Si a todo eso se añaden fenómenos como la proliferación y el consumo de drogas químicas cada vez más potentes y accesibles para esta generación, junto al consumo de música que lo mismo ensalza y apologiza a los capos del narcotráfico y sus violentos sicarios, que también hacen letras explícitas sobre la sexualidad en las que las mujeres son violentadas con frases y descripciones que las cosifican y las convierten en meros cuerpos dispuestos a ser abusados, penetrados y destrozados por las acciones sexuales de hombres supermachos que están listos para “romper una vagina”, “moretearte las tetas” o “metértelo por el ano”, entonces puede entenderse que la violencia en todas sus formas es algo que se está enraizando en el alma y el subconsciente de esta nueva generación de mexicanos.

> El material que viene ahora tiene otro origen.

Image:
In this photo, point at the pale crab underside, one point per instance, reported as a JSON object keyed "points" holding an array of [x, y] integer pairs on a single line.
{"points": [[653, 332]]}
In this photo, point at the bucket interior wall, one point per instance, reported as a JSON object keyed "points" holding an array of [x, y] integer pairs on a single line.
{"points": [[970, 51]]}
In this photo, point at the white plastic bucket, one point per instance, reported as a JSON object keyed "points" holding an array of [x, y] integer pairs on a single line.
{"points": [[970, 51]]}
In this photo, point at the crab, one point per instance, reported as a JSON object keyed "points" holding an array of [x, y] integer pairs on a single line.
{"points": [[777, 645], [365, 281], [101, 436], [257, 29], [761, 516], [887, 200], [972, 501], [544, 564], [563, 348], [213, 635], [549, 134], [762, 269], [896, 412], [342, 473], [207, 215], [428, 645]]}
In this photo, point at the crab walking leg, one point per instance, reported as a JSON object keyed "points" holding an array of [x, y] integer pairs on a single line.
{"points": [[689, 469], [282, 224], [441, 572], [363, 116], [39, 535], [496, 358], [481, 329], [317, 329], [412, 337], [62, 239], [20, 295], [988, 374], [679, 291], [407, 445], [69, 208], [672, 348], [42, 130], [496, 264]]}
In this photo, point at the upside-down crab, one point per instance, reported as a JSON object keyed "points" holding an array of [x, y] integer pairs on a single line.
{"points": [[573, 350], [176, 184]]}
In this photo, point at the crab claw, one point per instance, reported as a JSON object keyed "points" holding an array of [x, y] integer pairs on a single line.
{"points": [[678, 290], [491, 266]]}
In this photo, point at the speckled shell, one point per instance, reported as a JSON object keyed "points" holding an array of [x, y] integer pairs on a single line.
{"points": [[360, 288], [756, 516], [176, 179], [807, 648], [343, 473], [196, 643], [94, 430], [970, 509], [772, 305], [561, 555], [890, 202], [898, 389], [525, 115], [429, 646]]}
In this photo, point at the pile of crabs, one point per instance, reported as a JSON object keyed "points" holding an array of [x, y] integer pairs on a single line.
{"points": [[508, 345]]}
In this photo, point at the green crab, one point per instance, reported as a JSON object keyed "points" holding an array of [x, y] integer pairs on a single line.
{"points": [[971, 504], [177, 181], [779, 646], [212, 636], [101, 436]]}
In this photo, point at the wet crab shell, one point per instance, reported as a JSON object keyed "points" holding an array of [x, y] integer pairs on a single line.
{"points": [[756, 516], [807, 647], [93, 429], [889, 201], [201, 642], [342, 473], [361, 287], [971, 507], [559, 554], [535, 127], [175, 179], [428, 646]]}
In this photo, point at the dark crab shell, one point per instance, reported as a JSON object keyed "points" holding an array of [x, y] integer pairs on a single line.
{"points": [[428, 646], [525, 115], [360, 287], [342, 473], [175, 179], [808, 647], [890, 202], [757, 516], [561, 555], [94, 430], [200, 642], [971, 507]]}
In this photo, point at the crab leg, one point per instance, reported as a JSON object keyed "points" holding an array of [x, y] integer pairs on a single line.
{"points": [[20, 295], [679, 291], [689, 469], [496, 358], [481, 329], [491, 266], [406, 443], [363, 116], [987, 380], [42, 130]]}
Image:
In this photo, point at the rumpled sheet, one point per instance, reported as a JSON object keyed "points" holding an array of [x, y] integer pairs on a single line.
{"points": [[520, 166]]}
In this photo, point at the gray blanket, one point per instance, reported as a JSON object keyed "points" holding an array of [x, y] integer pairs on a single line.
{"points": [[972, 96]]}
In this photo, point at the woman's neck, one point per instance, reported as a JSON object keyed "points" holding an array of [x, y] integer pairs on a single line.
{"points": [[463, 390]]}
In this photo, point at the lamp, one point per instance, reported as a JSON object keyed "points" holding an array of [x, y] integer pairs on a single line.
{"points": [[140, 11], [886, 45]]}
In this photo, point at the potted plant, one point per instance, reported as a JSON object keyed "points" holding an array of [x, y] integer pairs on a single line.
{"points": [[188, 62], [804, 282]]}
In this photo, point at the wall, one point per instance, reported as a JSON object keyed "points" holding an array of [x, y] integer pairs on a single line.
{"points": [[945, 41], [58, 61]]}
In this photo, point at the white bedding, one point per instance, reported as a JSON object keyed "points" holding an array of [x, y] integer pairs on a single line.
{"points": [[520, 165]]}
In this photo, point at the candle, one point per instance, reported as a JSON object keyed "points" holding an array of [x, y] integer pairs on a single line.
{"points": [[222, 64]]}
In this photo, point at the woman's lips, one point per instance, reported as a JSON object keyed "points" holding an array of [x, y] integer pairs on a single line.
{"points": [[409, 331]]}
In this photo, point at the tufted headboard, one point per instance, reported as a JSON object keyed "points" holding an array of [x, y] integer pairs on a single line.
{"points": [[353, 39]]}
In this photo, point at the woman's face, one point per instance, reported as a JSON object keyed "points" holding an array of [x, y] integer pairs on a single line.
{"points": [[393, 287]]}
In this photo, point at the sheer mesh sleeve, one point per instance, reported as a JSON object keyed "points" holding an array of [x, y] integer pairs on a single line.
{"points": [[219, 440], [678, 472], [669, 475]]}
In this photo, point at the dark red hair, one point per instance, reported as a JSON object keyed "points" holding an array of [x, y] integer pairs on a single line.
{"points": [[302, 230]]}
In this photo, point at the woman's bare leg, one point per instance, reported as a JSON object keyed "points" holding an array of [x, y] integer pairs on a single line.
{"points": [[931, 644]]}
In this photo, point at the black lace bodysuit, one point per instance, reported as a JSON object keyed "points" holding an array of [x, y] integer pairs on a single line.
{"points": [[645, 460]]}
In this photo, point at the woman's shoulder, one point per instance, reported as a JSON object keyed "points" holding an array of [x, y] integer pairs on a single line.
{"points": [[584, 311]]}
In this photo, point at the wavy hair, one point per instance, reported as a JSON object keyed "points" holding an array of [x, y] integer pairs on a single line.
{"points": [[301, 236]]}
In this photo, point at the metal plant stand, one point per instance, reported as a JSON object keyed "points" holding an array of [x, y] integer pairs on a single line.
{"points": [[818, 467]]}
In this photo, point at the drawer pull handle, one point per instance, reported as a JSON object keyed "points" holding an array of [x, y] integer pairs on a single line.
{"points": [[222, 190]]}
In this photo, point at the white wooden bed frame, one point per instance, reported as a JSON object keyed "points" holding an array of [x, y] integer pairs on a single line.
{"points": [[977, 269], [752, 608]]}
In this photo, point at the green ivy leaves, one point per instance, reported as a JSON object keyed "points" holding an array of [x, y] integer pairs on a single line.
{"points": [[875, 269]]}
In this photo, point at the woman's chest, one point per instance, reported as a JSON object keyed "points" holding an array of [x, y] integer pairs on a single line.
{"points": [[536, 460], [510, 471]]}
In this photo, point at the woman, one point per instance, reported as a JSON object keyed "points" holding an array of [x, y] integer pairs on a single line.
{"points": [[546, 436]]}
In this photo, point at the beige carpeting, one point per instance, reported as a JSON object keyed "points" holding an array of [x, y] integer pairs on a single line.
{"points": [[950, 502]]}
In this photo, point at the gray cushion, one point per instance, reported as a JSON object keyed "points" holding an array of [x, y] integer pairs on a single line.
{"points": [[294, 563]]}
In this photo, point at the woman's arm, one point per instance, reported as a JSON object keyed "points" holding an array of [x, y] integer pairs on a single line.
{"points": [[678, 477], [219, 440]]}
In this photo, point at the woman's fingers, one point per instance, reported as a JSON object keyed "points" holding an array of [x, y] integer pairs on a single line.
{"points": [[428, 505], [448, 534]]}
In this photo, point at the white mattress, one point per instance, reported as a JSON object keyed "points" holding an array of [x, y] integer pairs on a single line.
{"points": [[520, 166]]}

Tristemente todos esos jóvenes, de los cuales 10 millones van a votar por primera vez en las elecciones de 2024 y otros 10 o 12 millones votarán por segunda ocasión en sus vidas en los próximos comicios presidenciales, no les importan a los políticos y gobernantes que, ni los entienden ni pretenden hacerlo. Porque hay entre ellos y esos jóvenes un abismo cultural y generacional, de tal modo que ese sector de la población sólo aparecen ocasionalmente en los discursos para ser llamados “el futuro de México”, “la fuerza del país” o “los futuros dirigentes”, pero no hay para ellos ni programas –más allá de la demagogia de darles unos 3 mil pesos mensuales–, ni estímulos o presupuestos que se ocupen de sus demandas y necesidades.

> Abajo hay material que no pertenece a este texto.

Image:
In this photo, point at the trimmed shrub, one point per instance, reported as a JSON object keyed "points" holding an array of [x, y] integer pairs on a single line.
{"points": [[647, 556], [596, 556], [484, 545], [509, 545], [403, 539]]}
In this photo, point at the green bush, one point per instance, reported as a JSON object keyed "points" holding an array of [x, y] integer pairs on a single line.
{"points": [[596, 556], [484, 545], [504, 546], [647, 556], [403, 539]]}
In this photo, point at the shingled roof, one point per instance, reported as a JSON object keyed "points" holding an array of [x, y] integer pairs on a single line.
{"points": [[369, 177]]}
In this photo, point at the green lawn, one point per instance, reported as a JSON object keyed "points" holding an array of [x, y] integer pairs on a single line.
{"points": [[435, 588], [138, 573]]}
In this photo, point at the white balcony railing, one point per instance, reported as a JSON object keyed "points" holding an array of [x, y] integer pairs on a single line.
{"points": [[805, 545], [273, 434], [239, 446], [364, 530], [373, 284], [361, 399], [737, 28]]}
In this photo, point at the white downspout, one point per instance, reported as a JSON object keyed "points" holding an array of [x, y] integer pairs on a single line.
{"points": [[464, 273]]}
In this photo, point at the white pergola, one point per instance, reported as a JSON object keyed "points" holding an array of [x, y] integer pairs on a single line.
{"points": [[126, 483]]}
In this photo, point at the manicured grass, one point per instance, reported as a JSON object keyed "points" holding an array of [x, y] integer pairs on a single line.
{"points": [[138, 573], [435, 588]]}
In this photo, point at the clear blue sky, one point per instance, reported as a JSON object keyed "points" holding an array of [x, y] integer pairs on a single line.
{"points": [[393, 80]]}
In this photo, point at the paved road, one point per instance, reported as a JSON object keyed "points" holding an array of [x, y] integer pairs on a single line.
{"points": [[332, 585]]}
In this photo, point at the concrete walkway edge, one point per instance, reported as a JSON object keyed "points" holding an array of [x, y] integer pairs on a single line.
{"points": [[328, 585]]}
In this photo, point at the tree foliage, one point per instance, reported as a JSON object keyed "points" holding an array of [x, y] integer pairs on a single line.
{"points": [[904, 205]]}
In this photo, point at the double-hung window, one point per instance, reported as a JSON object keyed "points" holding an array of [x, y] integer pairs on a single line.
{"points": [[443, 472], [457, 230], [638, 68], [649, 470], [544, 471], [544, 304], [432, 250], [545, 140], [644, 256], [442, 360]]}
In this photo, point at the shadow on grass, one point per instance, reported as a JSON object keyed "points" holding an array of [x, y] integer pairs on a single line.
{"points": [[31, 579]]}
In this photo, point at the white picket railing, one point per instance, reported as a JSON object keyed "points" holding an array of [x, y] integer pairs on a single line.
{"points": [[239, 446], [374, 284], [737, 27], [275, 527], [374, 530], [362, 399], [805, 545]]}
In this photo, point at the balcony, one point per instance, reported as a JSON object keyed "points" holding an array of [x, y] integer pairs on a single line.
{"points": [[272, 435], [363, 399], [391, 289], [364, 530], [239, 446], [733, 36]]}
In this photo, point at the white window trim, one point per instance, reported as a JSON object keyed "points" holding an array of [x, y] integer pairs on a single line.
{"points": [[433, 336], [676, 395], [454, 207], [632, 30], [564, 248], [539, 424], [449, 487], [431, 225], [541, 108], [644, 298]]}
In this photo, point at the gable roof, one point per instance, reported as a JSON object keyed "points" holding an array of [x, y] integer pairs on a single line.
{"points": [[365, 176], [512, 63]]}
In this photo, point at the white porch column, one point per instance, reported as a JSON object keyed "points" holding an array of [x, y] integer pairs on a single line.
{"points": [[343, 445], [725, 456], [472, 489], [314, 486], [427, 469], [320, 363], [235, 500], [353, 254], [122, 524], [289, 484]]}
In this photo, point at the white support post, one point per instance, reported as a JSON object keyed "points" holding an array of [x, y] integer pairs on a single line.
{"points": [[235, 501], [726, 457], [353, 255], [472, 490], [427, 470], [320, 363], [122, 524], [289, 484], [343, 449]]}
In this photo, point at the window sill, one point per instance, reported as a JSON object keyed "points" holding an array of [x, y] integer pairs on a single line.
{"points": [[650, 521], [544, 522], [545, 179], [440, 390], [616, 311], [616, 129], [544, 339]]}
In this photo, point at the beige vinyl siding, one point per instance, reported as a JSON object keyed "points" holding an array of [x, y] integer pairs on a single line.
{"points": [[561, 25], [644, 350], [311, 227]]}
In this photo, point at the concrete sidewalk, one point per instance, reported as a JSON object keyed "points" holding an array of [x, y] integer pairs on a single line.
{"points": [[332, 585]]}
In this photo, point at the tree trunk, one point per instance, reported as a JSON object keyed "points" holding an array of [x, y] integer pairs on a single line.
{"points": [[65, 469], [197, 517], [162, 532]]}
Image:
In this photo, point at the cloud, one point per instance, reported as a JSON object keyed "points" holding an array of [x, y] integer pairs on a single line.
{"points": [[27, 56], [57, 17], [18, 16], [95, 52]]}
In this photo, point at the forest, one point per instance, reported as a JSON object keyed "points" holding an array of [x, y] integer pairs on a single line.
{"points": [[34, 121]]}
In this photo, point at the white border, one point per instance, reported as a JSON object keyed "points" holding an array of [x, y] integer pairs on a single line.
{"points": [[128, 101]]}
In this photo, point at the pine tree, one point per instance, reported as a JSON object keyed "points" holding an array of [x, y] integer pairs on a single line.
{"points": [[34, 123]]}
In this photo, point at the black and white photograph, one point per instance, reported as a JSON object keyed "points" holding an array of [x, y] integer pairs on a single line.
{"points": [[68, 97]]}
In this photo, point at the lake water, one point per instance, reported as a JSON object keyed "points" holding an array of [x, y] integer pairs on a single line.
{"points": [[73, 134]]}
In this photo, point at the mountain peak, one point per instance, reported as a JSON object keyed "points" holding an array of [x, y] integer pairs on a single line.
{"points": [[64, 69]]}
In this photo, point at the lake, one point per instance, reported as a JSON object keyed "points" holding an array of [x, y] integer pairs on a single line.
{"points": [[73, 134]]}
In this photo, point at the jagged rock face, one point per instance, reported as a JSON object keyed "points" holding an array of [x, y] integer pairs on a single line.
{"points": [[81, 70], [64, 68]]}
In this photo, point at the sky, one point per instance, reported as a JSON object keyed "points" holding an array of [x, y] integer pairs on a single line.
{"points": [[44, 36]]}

Y entonces vemos cómo, dependiendo del rango social en el que nacieron y crecieron, una parte de la generación de entre los 15 y los 24 años se ve atrapada entre la violencia del narcotráfico, si se es un joven pobre, o la violencia psicópata para agredir a otros jóvenes o asesinar a una novia que los rechazó. Todo en un país en el que la impunidad es la constante y los hace pensar que sus actos y acciones no tendrán consecuencias a tal grado que después de asesinar a una joven de 18 años, su exnovio cree que podrá salir limpio del feminicidio, alterando la escena de su crimen y montando un escenario de un suicidio.

Lo más doloroso de todo es que, en medio de la confusión, la sobreinformación, el descuido, el abandono y la incomprensión de padres y autoridades, esa es la generación que en unos años más tomará las riendas del país en un contexto cada vez más violento y de descomposición del tejido social. La gran incógnita es si ellos, los jóvenes que nacieron, crecieron y convivieron con la violencia más cruel y descarnada, serán los que tengan la capacidad de enfrentar y terminar con esa violencia, para recuperar y rescatar la paz y la convivencia civilizada en este país, o si con ellos al frente el país terminará de hundirse y perderse en esa espiral violenta que va a cumplir 24 años sin poder detenerse y que lejos de extinguirse se exacerba y enraiza cada vez más entre los mexicanos.

Se descomponen los dados. Serpiente Doble.